You could achieve the goal with the Rust Standard library, but it's simpler with a library. Add csv
to your project's dependencies with this Cargo command:
cargo add csv
The [dependencies]
section of your Cargo.toml
file will now contain a line for the csv
library.
Create the output CSV file and initialize it with a header row. Then, iterate over each element in products
and add it to the file with write_record()
:
// create the CSV output file
let path = std::path::Path::new("products.csv");
let mut writer = csv::Writer::from_path(path)?;
// add the header row to the CSV file
writer.write_record(&["name", "price"])?;
// populate the output file
for product in products {
writer.write_record(&[product.name, product.price])?;
}
// free up the writer resources
writer.flush().unwrap();
This is the final code for your Rust Selenium web scraping script:
use std::error::Error;
use thirtyfour::prelude::*;
// custom struct to represent the product item
// to scrape
struct Product {
name: String,
price: String,
}
#[tokio::main]
async fn main() -> Result<(), Box<dyn Error + Send + Sync>> {
// define the browser options
let mut caps = DesiredCapabilities::chrome();
// to run Chrome in headless mode
caps.add_arg("--headless=new")?; // comment out in development
// initialize a driver to control a Chrome instance
// with the specified options
let driver = WebDriver::new("http://localhost:9515", caps).await?;
// visit the target page
driver
.goto("https://scrapingclub.com/exercise/list_infinite_scroll/")
.await?;
// where to store the scraping data
let mut products: Vec<Product> = Vec::new();
// select all product cards on the page
let product_html_elements = driver.find_all(By::Css(".post")).await?;
// iterate over them and apply the scraping logic
for product_html_element in product_html_elements {
let name = product_html_element
.find(By::Css("h4"))
.await?
.text()
.await?;
let price = product_html_element
.find(By::Css("h5"))
.await?
.text()
.await?;
// create a new Product object and
// add it to the vector
let product = Product { name, price };
products.push(product);
}
// close the browser and release its resources
driver.quit().await?;
// create the CSV output file
let path = std::path::Path::new("products.csv");
let mut writer = csv::Writer::from_path(path)?;
// add the header row to the CSV file
writer.write_record(&["name", "price"])?;
// populate the output file
for product in products {
writer.write_record(&[product.name, product.price])?;
}
// free up the writer resources
writer.flush().unwrap();
Ok(())
}
Compile it:
cargo build
And run it:
cargo run
After the script execution is over, a products.csv
file will show up in the root project folder. Open it, and you will see the following data:
Wonderful! You now know the basics of Selenium for Rust!
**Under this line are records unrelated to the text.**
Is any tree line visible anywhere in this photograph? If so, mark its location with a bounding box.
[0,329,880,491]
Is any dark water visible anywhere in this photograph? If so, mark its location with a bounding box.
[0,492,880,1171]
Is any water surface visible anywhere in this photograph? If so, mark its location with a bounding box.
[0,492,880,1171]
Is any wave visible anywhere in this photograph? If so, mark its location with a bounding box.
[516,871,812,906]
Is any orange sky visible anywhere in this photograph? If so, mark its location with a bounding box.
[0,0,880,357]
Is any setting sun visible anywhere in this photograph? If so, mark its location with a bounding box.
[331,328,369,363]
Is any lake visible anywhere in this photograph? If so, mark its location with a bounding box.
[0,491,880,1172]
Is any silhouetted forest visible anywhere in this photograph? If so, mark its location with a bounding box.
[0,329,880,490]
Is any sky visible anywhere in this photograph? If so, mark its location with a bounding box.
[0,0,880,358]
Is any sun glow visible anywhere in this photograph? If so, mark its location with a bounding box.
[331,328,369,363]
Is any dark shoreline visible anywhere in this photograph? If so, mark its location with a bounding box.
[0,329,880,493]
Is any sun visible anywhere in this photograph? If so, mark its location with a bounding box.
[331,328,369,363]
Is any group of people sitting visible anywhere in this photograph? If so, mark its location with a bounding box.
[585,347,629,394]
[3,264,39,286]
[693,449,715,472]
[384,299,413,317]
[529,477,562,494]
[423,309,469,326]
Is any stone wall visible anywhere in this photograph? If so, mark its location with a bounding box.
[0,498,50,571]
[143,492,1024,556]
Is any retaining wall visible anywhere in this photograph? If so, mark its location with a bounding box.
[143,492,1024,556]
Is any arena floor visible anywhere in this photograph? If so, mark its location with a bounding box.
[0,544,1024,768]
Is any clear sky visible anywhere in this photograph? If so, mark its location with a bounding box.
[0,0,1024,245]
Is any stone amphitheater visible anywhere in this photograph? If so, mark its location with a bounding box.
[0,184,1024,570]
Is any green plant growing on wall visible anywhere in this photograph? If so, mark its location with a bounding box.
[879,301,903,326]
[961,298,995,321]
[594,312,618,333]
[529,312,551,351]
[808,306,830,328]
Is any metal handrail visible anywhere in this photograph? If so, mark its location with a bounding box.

At the same time, recognize that the current output involves only ten rows. The reason is that the target page only has ten products and loads more dynamically via infinite scrolling. Dive into the next section to gain the skills required to scrape data from all products!
Interactions with Web Pages via Browser Automation
thirtyfour
can simulate many web interactions, including scrolls, waits, mouse movements, and others. That's critical for interacting with dynamic content pages as a human being would. Another benefit is that browser automation helps your script not trigger anti-bot systems.
Interactions that the Rust Selenium WebDriver library can mimic include:
- Click elements and perform other mouse actions.
- Wait for elements on the page to be present, visible, clickable, etc.
- Scroll up and down the page.
- Fill out input fields and submit forms.
- Drag and drop elements.
- Take screenshots.
You can perform most of those actions with built-in methods. Use execute()
to run a custom JavaScript script directly on the page for complex scenarios. With either approach, any user interaction in the browser becomes possible.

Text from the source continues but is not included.